Saturday, June 12, 2010

I.ii. Ghost Stories - Tennant (2009)

Hamlet hears steps behind him, quickly wipes a tear and walks off camera as Horatio and the soldiers walk in. As soon as he sees who it is, we get an excited embrace. The soldiers remain at attention in the background. The staging contrasts an intimate friendship and the more hierarchical relationship between prince and soldiers and so gives us a Horatio that is closer to Hamlet than in some versions. I've spoken before of the divide that exists between the two friends, but here we get the feeling Hamlet sees Horatio as an equal.

The soldiers may well fear that admitting to seeing a ghost could lead to reprisals, which is a reasonable motivation for them to go to Horatio first. In this scene, they let him take the lead and tell THEIR story. Marcellus only jumps in when Horatio hesitates (showing he doesn't know Elsinore very well, he needs prompting as to what the location is called).
Without Horatio finding the right details to convince Hamlet, would the prince have believed this story? It's all about trust. Horatio, after all, is an educated man like he is, one not prone to superstition. Horatio has trouble bringing himself to tell the story, because it doesn't fit his/their world view. This version plays it very much like Horatio at first chickens out. "I saw him... once." He has to steel himself to finally say he saw him yesternight.

As for Hamlet, Tennant continues to play the grief as waves of sadness that sometimes assail the character, his voice breaking in points, but on an even keel otherwise. In my experience, that's exactly what grief is like.
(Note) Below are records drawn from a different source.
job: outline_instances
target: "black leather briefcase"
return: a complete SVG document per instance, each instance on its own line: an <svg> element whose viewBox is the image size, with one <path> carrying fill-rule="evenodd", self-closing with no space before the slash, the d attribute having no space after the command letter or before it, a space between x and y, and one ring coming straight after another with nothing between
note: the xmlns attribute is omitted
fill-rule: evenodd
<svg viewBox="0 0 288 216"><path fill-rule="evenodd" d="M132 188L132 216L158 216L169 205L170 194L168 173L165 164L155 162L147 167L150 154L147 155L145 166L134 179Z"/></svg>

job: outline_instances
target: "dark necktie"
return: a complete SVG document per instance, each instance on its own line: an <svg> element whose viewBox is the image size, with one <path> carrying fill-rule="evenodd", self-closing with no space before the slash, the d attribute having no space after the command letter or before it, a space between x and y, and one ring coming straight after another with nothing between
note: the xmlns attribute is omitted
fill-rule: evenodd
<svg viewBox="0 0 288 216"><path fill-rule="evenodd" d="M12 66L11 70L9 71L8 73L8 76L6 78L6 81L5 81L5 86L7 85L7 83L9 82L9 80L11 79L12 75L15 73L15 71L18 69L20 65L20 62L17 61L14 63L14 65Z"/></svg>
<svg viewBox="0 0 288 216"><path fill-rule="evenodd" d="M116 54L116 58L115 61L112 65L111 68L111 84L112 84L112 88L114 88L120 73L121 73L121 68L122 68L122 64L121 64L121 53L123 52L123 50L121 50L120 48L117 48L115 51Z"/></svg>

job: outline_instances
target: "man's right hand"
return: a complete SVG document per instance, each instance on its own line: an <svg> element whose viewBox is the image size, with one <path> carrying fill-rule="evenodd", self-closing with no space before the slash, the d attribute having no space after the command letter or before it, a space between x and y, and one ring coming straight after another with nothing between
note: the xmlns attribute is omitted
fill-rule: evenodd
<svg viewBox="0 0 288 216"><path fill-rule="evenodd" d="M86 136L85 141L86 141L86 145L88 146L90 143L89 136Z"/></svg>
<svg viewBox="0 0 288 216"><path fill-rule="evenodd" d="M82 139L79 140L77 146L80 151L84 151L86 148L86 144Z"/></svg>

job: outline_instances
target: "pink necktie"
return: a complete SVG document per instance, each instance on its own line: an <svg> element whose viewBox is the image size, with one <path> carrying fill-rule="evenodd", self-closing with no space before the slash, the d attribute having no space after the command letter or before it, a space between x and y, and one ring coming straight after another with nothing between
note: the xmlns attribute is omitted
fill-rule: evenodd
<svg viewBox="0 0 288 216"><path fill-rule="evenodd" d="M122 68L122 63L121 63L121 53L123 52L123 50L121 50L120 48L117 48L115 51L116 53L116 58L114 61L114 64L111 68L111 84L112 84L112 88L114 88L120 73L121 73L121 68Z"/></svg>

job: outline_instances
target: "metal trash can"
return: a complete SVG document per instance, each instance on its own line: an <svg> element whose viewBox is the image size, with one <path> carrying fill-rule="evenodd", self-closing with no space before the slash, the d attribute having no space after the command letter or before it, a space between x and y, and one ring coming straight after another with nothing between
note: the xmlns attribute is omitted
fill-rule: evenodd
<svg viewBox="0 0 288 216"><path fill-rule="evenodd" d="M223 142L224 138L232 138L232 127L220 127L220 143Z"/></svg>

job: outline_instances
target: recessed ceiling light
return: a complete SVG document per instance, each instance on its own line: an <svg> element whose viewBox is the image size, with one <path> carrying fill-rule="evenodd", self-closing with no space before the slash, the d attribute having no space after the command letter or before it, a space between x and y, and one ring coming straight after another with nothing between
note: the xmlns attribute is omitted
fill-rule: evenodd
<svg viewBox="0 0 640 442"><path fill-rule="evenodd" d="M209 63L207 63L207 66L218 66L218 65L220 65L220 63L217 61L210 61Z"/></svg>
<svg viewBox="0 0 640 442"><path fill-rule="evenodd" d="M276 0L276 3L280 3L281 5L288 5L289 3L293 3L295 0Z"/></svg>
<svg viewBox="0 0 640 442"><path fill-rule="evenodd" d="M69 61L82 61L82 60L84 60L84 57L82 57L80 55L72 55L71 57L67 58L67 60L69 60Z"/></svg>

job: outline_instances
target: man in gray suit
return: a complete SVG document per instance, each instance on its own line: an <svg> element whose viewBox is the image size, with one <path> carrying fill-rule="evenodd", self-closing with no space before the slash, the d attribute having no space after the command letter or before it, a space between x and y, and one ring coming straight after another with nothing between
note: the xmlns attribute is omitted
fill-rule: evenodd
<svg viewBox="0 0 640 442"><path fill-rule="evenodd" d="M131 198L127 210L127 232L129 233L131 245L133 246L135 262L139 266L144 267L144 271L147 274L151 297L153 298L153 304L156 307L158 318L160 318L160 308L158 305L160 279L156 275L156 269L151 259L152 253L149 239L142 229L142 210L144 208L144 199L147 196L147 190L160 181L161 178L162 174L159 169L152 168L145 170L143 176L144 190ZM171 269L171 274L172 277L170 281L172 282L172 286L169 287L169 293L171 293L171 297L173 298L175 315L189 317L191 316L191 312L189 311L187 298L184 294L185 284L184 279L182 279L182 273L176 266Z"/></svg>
His body language changes with the talk of the ghost. He crosses his arms, a barrier of doubt between himself and the other characters. Though he tests them at first, especially the soldiers' loyalty (perhaps thinking Horatio is their dupe), he soon believes.

Cuts
There are a number of small cuts in this scene, a line here and there. One's line's absence in particular revealed something about the text. "Would I had met my dearest foe in heaven / Or ever I had seen that day, Horatio!" is cut. Usually, it comes just before "My father!--methinks I see my father". There is a dramatic irony here, as Hamlet mentions in succession heaven and his father. One line may inspire the other, but Hamlet is about to find out that his father is actually in hell. Later, he'll be unable to kill the praying Claudius from fear he would send him to heaven, which indeed would have sent his dearest foe there. Heaven and hell, another mirrored reflection in the play, and the two brothers each on the wrong side.